Bitcoin (CRYPTO: BTC) remains in accumulation territory, according to both market models and institutional voices, as former PayPal president David Marcus said the cryptocurrency is "still severely undervalued" and could eventually match gold's $1.3 million equivalent value per coin.
Former PayPal Chief Says Bitcoin Is ‘Still Early'
Speaking live on Bloomberg on Oct. 7, Marcus said Bitcoin's long-term potential has barely been priced in, especially when compared to gold's market capitalization.
"If Bitcoin was worth as much as gold, it would be $1.3 million per Bitcoin," Marcus said.
"I think it's just a matter of time. The utility phase of Bitcoin as a neutral settlement network and asset for global payments hasn't been priced in at all."
His remarks come as Bitcoin trades around $124,700, consolidating after a strong quarter marked by institutional inflows and broader digital asset adoption.
Rainbow Chart Signals Undervaluation
BTC Rainbow Price Chart Indicator (Source: Coinglass)
The Bitcoin Rainbow Price Indicator, a long-term logarithmic regression model that tracks Bitcoin's historical price cycles, shows BTC still sitting in the "BUY" / "Accumulate" band — typically a zone that has marked early stages of prior bull markets.
As of Oct. 6, the indicator placed:
- BTC Price: $124,774
- BUY / Accumulate Zone: $104,584–$143,573
- Bubble Territory: Begins above $260,000, topping at $903,000
This suggests Bitcoin remains far below its long-term fair regression levels.
Historically, similar positioning within the green-blue bands has preceded multi-cycle uptrends leading into peak phases.

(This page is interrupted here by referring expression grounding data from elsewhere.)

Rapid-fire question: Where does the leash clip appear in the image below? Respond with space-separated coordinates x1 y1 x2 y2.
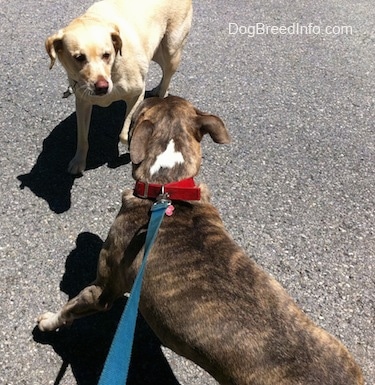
153 186 174 215
155 185 171 205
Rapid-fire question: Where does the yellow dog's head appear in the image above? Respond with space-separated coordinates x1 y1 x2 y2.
46 19 122 96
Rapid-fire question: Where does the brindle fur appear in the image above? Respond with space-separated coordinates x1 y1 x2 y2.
38 96 364 385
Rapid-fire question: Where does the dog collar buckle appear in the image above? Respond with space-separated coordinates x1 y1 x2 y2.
137 181 150 198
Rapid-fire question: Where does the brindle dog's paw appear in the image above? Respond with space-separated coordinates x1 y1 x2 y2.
37 312 60 332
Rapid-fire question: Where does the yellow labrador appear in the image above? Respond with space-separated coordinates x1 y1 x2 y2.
46 0 192 174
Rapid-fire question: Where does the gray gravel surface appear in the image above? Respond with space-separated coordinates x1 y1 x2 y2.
1 0 374 384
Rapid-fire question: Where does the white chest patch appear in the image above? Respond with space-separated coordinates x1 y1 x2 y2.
150 139 184 176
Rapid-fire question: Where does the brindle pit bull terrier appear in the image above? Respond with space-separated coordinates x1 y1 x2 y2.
38 96 364 385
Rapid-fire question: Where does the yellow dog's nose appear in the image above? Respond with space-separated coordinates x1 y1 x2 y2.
94 78 109 95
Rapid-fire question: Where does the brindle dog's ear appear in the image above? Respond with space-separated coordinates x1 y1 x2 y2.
129 120 154 164
195 109 231 144
45 31 64 69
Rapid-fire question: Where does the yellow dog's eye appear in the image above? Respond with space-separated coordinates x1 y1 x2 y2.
103 53 111 60
74 54 87 63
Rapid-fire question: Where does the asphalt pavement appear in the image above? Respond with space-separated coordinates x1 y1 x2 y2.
0 0 374 384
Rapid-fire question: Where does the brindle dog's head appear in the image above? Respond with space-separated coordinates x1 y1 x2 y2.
129 96 230 184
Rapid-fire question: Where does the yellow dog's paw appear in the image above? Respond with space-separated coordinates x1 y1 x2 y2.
119 130 129 145
68 156 86 175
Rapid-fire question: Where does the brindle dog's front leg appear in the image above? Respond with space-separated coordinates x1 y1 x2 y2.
37 238 127 332
37 283 106 331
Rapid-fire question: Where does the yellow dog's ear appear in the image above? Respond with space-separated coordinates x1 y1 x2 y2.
45 30 64 69
111 25 122 56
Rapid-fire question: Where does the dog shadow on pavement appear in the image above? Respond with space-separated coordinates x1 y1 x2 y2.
33 232 181 385
17 101 130 214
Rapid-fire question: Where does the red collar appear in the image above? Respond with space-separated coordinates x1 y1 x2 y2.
134 177 201 201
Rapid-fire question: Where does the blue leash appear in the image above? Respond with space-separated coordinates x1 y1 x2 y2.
98 198 170 385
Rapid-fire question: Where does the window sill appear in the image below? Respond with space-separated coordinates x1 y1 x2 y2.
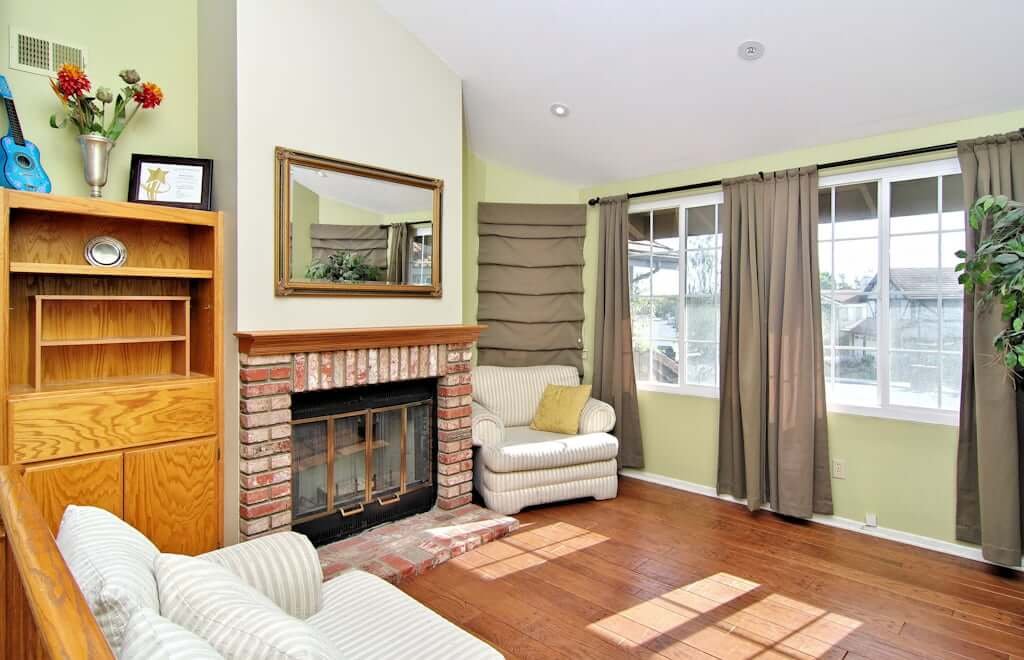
637 383 959 426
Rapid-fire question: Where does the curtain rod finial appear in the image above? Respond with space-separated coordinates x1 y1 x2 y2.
588 197 600 206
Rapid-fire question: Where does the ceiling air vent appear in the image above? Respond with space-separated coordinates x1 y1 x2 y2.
9 27 87 77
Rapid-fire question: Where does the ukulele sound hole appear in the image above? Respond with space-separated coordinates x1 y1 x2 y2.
15 153 32 169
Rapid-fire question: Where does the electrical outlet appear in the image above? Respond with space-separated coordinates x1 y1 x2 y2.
865 512 878 527
831 459 846 480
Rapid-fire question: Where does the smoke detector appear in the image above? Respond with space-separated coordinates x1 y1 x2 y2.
737 41 765 62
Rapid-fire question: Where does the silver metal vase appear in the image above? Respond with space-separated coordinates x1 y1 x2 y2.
78 134 114 198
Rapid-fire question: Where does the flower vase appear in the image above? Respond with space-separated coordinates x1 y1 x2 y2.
78 134 114 198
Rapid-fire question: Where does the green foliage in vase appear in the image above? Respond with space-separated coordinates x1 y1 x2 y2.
957 194 1024 378
305 251 383 283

Undervaluation Narrative Gains Ground
The chart's structure implies BTC is still early in its expansion curve.
With upper regression bands projecting between $260,000 and $900,000, long-term models suggest significant headroom before entering overheated territory.

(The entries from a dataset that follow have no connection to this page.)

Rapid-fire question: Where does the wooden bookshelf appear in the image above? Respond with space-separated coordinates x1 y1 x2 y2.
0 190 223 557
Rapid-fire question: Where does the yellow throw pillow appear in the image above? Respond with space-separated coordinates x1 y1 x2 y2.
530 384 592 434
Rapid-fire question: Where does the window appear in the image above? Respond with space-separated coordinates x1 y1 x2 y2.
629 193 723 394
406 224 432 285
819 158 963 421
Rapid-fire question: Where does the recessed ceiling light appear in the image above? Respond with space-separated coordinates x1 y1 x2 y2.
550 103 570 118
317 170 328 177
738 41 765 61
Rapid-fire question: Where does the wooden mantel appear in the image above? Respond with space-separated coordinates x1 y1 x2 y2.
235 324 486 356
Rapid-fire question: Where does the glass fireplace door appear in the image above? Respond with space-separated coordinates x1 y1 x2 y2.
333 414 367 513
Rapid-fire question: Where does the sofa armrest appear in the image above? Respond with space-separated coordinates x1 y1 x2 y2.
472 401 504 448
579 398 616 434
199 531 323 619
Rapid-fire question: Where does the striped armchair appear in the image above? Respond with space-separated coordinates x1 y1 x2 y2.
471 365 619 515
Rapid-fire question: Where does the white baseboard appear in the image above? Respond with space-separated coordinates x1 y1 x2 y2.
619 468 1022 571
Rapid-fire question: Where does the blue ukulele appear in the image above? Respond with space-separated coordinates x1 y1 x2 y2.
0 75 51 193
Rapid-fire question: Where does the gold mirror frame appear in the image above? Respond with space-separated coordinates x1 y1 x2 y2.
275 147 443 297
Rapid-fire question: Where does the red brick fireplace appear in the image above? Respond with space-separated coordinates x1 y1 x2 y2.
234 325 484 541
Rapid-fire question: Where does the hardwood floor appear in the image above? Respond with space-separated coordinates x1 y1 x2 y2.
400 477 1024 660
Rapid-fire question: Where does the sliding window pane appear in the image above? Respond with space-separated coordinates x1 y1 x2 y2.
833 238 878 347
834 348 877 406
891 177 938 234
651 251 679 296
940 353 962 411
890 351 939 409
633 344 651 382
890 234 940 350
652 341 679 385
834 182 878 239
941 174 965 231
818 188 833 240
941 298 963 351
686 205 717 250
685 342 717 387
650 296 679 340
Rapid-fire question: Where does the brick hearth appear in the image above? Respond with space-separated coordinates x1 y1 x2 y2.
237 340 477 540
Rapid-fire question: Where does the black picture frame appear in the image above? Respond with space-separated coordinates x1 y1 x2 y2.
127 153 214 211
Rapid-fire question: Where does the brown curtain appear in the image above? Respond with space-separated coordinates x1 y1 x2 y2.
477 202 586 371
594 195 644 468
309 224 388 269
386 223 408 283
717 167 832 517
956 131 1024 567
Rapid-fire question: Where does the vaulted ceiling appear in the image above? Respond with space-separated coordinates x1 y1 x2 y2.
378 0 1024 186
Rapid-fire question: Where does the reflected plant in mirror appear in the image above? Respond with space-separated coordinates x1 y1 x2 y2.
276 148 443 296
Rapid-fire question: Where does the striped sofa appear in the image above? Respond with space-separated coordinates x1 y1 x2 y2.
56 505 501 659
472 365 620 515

Market sentiment echoes this thesis.
Institutional buyers have continued accumulating through spot ETFs, while long-term holders now control the highest share of supply on record.
Combined, these factors reinforce Marcus' assertion that Bitcoin's true value as a "neutral financial network" remains underestimated.
Why It Matters
Bitcoin at $124,000 feels expensive, but models still place it inside long-term accumulation zones.
These zones previously aligned with $200 in 2013 and $4,000 in 2017 before historic multi-year rallies followed.
David Marcus' gold comparison implies Bitcoin is valued at only a fraction of traditional safe-haven assets.
ETF inflows and record long-term holder supply suggest scarcity is rising faster than price acknowledges.